手引きでは、SB・CBの収益源として、事業収入。委託事業収入(自治体等からの事業委託)、会費収入、補助金助成金、寄付収入などを挙げているが、現実には、事業収入や会費収入なんて微々たるものに過ぎない。

結局は、補助金や寄付に頼らざるを得ないのだが、行政の補助金を受給する場合、一部には、年度途中での概算払い制度はあるものの、原則として、先出しした資金を精査したうえで年度の最後に支給されるものだから、年間の運営費を別途調達しておく必要があり、甘い考えで受給できるものではない。

そもそも、SBやCBの事業活動の根本は社会的課題の解決にあり、通常のビジネスとは異なり収益よりも社会的要請に基づいて行う事業なのだから、変に突っ張って事業家を気取るのではなく、公的枠組みの下で補助事業や委託事業としてやればよい。

行政も、こうした実態を判っていながら、民間金融機関にリスクや責任をおっかぶせるのは本末転倒であり、あくまで、国や地域の福祉事業の一端を担う社会的使命の高い事業として、行政が責任を持って運営の面倒を見るべきだろう。

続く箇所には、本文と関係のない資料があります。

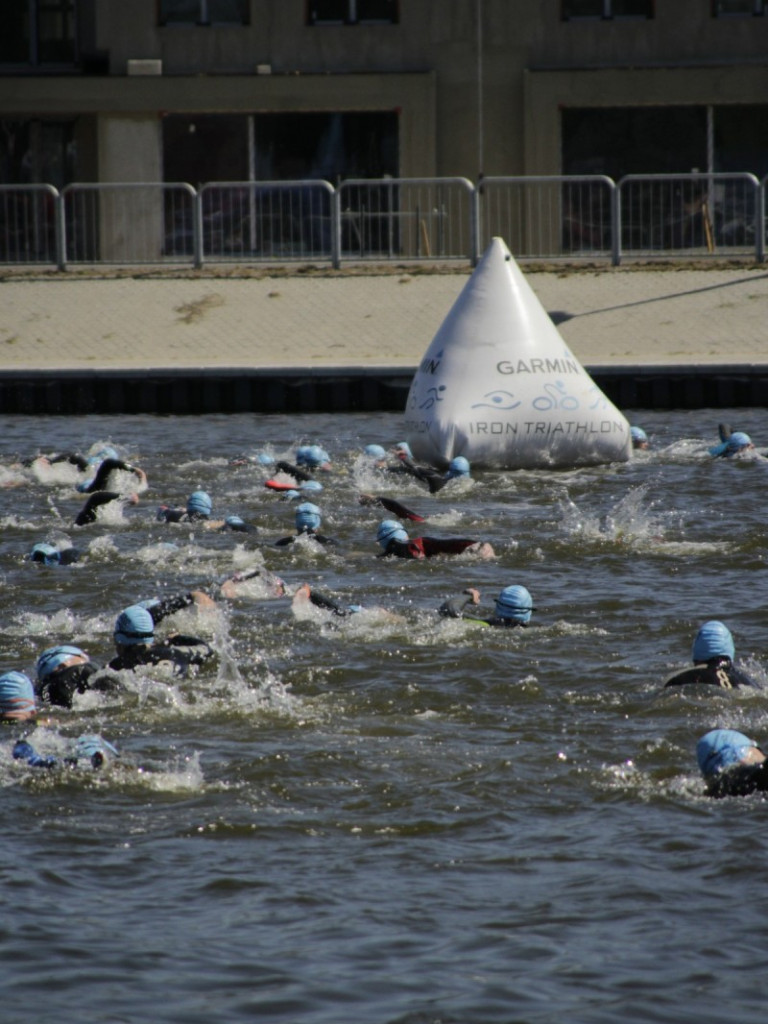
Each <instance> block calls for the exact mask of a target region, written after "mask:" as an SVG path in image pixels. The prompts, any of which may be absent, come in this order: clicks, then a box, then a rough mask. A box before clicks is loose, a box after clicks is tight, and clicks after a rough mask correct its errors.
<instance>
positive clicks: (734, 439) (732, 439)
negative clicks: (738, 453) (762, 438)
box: [725, 430, 752, 454]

中企庁は、役にも立たない手引きを作り、金融機関に対して、暗に融資を強要するような真似は避けるべきで、SB・CBに携わる事業家が、安心して事業に打ち込めるよう、福祉政策の充実を図りつつ、きちんと財政的支援でバックアップすべきだ。

財務省を筆頭に、緊縮財政派の連中は、年々膨らむ福祉予算に頭を痛めているようだが、それ自体が馬鹿げた発想である。

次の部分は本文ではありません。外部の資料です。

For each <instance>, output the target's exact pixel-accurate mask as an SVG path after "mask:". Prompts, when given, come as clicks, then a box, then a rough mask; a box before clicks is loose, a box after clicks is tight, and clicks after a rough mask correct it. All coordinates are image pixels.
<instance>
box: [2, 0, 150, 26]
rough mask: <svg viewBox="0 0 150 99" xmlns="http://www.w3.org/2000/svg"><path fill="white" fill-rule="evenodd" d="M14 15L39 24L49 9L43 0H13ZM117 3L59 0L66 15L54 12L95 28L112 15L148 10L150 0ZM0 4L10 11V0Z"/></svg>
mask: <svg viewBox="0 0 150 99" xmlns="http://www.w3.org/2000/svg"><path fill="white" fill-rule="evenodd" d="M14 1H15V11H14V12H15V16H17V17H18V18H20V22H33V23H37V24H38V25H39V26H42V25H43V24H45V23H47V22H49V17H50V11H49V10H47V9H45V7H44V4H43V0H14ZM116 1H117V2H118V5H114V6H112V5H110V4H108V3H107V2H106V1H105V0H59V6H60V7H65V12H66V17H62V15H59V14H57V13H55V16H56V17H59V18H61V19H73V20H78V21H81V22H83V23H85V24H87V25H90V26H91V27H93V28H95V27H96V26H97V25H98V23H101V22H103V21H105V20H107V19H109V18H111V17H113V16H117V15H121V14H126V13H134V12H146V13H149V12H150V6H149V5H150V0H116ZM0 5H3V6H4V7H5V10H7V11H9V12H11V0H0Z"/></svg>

“予算が膨らむ=社会的ニーズが高い”ということだから、そこに財政支援をすればよいだけのことだ。

福祉事業に対する予算さえきちんと裏付けてやれば、膨大なビジネスチャンスが国内の福祉市場に発生し、それこそ、先を争って民間事業者が投資を活発化させるだろう。

これこそが、彼らの大好きな「民間主導の経済活性化」につながるのではないか。

財源なんて幾らでもあるのだから、削減とか改革みたいな非生産的な行為はしばし忘れて、前に進むことだけを考えればよい。